I attempted to use it like this (short version):

def initialize_kafka_producer():
    # Configuration for Kafka Producer
    conf = {...}
    producer = Producer(**conf)
    worker = get_worker()
    worker.kafka_producer = producer

def send_partition_to_kafka(df, topic):
    worker = get_worker()
    producer = getattr(worker, 'kafka_producer', None)

    if producer is not None:
        ... do stuff ...
    else:
        print("Kafka producer not found on worker.")
    return df 

client.run(initialize_kafka_producer)

kafka_topic = 'kafka_topic'

# Apply function to each partition
dask_df = dask_df.map_partitions(send_partition_to_kafka, kafka_topic, meta=dask_df)

When initialize_kafka_producer is called I am getting following error message:

File “/home/user/.local/lib/python3.11/site-packages/distributed/worker.py”, line 2729, in get_worker
raise ValueError(“No worker found”) from None
^^^^^^^^^^^^^^^^^
Exception: ValueError(‘No worker found’)

I will give the WorkerPlugin a try; hopefully, it will work!

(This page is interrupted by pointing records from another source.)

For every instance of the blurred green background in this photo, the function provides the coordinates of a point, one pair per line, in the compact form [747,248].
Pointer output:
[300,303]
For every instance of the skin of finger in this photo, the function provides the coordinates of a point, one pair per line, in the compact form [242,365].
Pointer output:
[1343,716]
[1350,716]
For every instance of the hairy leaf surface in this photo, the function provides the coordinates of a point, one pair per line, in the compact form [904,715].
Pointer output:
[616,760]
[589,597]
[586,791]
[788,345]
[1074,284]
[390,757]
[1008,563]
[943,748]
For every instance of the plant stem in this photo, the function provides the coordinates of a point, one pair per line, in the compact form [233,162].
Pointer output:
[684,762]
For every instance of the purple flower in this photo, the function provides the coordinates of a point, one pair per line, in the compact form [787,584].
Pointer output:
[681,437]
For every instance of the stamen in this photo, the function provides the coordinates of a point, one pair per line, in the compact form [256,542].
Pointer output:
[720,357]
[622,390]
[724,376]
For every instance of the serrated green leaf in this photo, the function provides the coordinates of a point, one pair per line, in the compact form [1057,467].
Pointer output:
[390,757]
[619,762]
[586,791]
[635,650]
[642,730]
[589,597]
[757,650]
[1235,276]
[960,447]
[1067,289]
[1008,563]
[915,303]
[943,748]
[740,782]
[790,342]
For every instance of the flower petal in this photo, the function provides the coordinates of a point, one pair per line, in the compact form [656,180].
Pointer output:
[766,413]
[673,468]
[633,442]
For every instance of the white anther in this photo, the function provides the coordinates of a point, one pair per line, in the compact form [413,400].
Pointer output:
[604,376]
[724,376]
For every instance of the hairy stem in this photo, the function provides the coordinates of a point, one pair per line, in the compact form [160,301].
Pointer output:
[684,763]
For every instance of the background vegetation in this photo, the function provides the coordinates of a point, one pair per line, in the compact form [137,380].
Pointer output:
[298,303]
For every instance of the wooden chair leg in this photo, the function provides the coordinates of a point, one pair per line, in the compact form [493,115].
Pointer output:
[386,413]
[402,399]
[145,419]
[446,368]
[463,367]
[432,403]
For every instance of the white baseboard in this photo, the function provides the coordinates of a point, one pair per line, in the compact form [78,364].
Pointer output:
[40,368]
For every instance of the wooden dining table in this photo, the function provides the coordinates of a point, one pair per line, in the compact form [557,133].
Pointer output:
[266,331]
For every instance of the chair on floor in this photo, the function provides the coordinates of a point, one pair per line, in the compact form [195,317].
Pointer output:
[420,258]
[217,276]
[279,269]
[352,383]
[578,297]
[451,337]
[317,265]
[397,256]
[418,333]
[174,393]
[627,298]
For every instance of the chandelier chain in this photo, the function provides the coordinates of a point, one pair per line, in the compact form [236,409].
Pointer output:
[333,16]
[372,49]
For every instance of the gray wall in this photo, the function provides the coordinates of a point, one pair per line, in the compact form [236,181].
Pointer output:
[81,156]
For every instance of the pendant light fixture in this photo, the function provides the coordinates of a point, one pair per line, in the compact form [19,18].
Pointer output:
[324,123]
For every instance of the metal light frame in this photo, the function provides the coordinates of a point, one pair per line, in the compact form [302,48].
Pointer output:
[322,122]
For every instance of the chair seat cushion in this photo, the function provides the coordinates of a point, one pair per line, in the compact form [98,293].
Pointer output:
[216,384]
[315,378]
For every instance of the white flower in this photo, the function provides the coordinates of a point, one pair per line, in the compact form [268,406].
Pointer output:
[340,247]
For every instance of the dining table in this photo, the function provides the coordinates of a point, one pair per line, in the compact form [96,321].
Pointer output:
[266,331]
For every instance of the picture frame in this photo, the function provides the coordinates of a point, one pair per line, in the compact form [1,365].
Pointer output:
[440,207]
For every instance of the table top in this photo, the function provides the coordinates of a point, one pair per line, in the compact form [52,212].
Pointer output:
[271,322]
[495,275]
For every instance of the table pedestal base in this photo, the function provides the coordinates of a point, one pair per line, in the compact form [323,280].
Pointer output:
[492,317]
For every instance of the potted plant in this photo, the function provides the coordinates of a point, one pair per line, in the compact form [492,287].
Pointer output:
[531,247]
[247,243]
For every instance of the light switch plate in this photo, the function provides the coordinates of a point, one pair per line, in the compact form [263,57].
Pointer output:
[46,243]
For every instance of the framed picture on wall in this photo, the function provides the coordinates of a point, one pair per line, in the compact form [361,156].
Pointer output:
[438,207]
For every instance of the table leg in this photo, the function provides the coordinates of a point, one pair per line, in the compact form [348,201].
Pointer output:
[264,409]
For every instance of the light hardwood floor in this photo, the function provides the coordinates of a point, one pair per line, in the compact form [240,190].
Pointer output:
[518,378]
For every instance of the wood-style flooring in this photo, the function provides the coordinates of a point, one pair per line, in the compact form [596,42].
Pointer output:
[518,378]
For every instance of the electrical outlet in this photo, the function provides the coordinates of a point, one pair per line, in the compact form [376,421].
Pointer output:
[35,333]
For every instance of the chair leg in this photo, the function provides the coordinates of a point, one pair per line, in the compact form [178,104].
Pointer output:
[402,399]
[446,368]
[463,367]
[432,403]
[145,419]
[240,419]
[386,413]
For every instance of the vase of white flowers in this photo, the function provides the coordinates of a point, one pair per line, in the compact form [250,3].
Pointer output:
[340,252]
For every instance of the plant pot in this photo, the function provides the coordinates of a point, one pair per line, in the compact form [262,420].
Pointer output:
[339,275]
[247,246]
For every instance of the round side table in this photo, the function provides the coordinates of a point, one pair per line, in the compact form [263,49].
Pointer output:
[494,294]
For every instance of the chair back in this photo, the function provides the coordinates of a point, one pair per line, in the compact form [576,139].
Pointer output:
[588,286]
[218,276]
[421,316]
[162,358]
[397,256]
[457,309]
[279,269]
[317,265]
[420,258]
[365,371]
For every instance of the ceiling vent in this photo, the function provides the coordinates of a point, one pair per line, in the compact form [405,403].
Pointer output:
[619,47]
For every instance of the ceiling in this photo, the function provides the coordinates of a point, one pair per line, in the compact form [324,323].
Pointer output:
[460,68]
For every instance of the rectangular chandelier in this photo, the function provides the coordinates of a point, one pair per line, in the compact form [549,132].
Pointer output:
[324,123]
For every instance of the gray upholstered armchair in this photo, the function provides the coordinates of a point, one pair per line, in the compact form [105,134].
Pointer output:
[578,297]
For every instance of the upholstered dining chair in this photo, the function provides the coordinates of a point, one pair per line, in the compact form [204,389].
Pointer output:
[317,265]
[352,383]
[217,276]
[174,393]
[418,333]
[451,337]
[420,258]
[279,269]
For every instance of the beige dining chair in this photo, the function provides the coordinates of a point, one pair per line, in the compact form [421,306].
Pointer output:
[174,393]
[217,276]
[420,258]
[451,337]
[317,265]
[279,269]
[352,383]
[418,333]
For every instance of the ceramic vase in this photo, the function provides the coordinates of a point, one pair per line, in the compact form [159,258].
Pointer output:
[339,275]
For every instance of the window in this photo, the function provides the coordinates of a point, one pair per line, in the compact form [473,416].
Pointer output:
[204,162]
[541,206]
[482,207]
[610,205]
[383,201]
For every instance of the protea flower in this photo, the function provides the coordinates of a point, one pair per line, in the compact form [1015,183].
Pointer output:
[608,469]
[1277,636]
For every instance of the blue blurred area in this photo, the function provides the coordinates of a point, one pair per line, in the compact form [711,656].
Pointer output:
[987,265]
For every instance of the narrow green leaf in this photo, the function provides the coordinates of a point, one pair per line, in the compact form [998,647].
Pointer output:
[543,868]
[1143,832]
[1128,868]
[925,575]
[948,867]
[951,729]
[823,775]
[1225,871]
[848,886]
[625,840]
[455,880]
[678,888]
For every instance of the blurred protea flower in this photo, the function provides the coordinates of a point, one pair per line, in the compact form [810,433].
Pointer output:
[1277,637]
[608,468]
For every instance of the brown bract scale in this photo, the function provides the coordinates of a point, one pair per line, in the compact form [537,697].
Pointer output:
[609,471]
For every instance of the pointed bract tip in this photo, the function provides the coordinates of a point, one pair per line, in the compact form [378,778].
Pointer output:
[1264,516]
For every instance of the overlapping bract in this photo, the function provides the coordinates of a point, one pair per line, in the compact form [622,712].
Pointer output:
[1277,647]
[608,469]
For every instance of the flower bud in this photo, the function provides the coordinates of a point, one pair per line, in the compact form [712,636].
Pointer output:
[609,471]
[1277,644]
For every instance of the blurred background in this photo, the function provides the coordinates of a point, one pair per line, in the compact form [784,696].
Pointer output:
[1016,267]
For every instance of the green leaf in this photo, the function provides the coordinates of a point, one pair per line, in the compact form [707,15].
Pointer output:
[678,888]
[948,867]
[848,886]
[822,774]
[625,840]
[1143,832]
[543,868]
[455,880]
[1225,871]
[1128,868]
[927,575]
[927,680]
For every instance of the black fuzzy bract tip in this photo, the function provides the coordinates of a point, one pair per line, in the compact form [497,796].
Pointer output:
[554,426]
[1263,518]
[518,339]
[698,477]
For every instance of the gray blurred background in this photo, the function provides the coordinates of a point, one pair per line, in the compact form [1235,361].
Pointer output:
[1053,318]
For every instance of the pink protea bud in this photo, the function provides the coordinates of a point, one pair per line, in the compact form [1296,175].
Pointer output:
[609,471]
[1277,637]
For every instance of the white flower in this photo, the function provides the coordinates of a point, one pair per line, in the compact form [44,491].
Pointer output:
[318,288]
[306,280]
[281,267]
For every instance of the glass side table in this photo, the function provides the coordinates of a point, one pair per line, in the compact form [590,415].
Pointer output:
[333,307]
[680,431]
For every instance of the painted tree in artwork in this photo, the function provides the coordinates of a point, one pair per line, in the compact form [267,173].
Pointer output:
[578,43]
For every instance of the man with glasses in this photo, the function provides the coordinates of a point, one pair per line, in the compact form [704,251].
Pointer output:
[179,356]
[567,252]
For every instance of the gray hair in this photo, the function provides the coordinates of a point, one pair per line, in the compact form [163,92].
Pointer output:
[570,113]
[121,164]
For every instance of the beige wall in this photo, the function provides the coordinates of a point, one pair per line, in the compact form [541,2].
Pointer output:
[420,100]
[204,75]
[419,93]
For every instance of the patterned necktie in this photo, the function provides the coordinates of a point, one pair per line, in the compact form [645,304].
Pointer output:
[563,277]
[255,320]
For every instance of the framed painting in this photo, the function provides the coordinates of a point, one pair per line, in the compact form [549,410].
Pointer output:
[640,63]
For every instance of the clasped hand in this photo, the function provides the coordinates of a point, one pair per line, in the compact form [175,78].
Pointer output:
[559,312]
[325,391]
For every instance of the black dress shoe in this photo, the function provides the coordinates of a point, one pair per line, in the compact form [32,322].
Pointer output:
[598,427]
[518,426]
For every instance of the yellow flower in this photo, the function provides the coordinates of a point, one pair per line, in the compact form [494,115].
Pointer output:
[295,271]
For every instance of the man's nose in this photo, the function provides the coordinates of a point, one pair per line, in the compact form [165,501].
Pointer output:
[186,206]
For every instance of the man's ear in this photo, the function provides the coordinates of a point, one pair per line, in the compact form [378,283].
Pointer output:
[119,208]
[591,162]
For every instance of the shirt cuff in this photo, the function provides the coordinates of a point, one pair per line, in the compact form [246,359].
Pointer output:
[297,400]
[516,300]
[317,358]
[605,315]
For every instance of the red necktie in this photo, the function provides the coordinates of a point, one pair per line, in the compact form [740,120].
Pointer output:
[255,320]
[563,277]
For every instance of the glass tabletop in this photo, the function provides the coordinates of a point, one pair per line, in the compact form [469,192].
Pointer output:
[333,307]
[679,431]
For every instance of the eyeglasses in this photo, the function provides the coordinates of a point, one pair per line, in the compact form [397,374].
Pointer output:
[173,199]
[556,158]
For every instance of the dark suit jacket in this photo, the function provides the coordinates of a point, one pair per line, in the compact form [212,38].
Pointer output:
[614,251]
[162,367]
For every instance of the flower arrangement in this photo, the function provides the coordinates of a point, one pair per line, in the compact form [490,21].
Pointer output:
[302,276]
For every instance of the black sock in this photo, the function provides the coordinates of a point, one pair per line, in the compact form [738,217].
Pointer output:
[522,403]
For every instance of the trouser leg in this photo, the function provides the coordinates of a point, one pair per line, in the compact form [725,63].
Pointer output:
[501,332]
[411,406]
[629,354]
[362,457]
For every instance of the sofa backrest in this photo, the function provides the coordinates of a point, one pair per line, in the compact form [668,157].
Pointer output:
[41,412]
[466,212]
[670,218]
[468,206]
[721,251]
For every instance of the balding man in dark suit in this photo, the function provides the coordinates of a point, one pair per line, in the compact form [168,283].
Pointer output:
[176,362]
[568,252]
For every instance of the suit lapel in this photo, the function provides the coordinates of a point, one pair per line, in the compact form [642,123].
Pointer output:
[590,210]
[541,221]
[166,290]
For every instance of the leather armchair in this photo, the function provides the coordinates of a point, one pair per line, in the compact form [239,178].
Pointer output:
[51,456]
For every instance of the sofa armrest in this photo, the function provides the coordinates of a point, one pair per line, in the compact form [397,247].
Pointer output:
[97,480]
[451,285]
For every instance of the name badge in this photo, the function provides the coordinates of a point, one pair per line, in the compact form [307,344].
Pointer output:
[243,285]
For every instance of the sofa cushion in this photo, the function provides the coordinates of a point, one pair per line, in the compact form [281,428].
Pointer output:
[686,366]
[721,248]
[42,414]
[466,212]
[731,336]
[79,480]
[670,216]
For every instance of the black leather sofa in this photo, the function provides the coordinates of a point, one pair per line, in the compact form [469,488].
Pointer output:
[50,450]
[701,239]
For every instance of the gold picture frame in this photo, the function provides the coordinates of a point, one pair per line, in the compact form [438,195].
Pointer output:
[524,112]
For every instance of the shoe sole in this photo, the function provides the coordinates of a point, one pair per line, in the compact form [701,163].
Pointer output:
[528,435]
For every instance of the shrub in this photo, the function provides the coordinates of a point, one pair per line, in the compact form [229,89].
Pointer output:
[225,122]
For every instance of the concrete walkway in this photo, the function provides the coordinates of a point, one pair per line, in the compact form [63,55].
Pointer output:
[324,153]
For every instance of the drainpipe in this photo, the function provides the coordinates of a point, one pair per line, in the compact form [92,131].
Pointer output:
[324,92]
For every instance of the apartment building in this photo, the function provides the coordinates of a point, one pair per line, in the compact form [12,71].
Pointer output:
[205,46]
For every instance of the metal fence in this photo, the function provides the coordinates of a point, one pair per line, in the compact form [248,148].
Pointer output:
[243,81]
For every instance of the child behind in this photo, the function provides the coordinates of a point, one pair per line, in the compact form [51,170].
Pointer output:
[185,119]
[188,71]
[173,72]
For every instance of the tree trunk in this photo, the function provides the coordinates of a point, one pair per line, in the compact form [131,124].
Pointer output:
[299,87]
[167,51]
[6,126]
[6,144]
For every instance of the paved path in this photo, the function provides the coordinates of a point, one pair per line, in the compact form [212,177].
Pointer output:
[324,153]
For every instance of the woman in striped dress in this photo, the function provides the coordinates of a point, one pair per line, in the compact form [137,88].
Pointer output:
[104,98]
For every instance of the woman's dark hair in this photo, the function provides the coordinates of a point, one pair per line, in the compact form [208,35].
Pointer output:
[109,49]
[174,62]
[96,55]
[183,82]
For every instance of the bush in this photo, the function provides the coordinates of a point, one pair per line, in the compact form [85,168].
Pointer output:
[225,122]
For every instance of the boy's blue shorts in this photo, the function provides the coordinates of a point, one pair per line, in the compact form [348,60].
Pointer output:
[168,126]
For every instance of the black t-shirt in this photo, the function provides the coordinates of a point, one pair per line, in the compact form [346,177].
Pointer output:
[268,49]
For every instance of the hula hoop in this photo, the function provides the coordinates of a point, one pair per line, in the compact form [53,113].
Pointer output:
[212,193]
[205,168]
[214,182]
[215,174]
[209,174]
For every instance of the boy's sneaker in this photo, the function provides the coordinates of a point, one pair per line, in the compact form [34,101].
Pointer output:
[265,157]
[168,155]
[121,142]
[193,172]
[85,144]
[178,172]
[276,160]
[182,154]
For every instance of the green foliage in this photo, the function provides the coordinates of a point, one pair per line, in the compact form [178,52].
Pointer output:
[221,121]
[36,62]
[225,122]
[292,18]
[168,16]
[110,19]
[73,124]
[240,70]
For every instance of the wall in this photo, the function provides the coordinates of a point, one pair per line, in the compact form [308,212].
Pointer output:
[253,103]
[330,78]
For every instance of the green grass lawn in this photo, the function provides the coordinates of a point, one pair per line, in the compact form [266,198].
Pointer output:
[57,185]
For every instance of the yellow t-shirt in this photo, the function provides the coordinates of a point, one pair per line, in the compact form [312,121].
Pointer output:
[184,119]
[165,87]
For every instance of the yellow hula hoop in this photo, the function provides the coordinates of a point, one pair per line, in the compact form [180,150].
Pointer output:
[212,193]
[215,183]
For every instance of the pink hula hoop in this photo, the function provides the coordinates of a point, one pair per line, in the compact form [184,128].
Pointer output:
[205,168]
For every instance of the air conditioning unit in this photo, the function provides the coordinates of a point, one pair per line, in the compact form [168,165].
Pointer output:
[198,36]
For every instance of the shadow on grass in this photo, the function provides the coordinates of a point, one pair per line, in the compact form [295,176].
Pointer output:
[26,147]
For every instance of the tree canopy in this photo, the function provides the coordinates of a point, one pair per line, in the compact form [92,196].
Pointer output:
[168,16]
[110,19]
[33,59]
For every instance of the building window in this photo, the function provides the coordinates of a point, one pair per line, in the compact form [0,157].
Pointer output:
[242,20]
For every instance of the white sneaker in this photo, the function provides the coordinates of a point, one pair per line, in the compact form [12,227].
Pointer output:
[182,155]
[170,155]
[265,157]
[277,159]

That might be because run does not submit tasks, just run a function on each worker.
From the get_worker documentation:

Get the worker currently running this task

Also one interesting part from Client.run documentation:

If your function takes an input argument named dask_worker then that variable will be populated with the worker itself.

So I guess you could also use run by modifying your function.

In the end I used the worker plugin to get one Producer per worker :slight_smile:
I did it like this:

class KafkaProducerPlugin(WorkerPlugin):
    def __init__(self):
        self.worker = None

    def setup(self, worker):
        self.worker = worker
        # Initialize Kafka producer
        conf = <Configuration>
        producer = Producer(**conf)
        # Attach the producer to the worker for later use
        self.worker.kafka_producer = producer


def send_to_kafka(df, topic):
    worker = get_worker()
    producer = getattr(worker, 'kafka_producer', None)
    if producer is not None:
        < do kafka stuff >
    else:
        raise Exception("Kafka producer not found on worker.")
    return df

# Setup Dask client
client = Client("<Scheduler Address>")

# Create and register the Kafka producer plugin
plugin = KafkaProducerPlugin()
client.register_plugin(plugin)

dask_df = dd.read_csv('<data>')  
kafka_topic = '<the topic>'

dask_df = dask_df.map_partitions(send_partition_to_kafka, kafka_topic, meta=dask_df)
dask_df.compute()

1 Like